Apr 28, 2007 00:59
If ever you doubt that stereotypes have a basis in fact, come to New York.
I went to a café to write a paper tonight, and for a couple of hours it’s going well; I hadn’t written much, but I managed to turn out an outline and a few opening sentences. Then this group of bourgeois New York intellectuals occupies the tables next to me - in fact, they occupy the table I was in; nice guy that I was, I moved so that all of them could sit down. Shortly, there are five or six them, all dressed in black, all smelling like cigarette smoke, all speaking in witticisms and talking candidly and disaffectedly about their sex lives.
What bothered me, and what really put the New Yorker cherry on the situation, was that the woman immediately next to me leaned over my should to read my paper, and promptly said, “That’s not very interesting.” What the fuck? Does she think she’s being clever? Is she trying to impress me? Is she trying to show me she doesn’t care what I think? Then, as I’m taking a break from writing and checking my email, she leans over again and says, “Shouldn’t you be working on your paper?”
A few lines from the night, just to illustrate how lame and unoriginal these characters were:
“They dress in all white. I refuse on principle.”
Three get up from the table, holding cigarettes.
Pretentious jerk 1: “Smoking is bad for you.”
All laugh haughtily.
Pretentious jerk 2: “I’ll call the media.”

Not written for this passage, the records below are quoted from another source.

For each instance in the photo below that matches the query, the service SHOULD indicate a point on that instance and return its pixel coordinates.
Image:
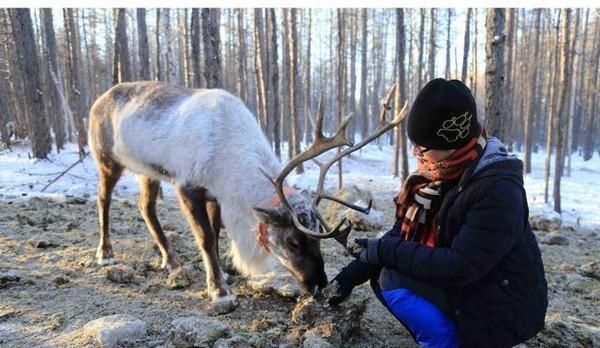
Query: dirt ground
(51, 244)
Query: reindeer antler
(322, 144)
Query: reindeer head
(297, 251)
(291, 230)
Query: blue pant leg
(427, 324)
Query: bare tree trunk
(144, 51)
(509, 93)
(494, 87)
(242, 57)
(364, 114)
(187, 64)
(74, 80)
(562, 119)
(39, 132)
(551, 131)
(285, 72)
(169, 60)
(448, 43)
(421, 68)
(579, 93)
(159, 75)
(274, 81)
(195, 38)
(307, 85)
(122, 68)
(341, 93)
(432, 38)
(467, 47)
(352, 92)
(474, 70)
(212, 47)
(570, 108)
(53, 101)
(15, 81)
(260, 69)
(400, 145)
(529, 119)
(294, 79)
(590, 124)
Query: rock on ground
(9, 277)
(333, 324)
(312, 340)
(121, 274)
(563, 332)
(115, 330)
(545, 220)
(555, 238)
(196, 331)
(590, 270)
(178, 279)
(40, 243)
(233, 342)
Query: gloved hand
(338, 289)
(365, 250)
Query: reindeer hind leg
(109, 172)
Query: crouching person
(460, 267)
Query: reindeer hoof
(105, 255)
(106, 261)
(178, 279)
(223, 305)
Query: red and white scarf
(421, 196)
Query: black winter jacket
(487, 260)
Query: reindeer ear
(269, 216)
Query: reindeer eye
(293, 245)
(302, 219)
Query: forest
(533, 73)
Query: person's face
(430, 155)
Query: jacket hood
(496, 161)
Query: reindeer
(209, 145)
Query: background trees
(535, 92)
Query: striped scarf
(421, 195)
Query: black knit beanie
(443, 116)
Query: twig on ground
(65, 171)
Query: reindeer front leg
(149, 189)
(193, 205)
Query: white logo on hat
(455, 128)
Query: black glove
(338, 289)
(365, 250)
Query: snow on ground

PJ 3: “I’m starting to feel like a romance novel editor.”
PJ 2:“How awful.”
Fucking tools. Whatever becomes of me - if I never leave New York again, if I get a job at some local literary magazine, if I become a goddamn writer - I swear that I will never, ever, ever be as lame and self-absorbed and prententious as these assholes. If I do, and you can show me that I have, I hereby acknowledge your right to jack me in face and pour PBR down my throat and sit me down in front of Sports Center for 48 hours straight. With guards there that won't let me fall asleep.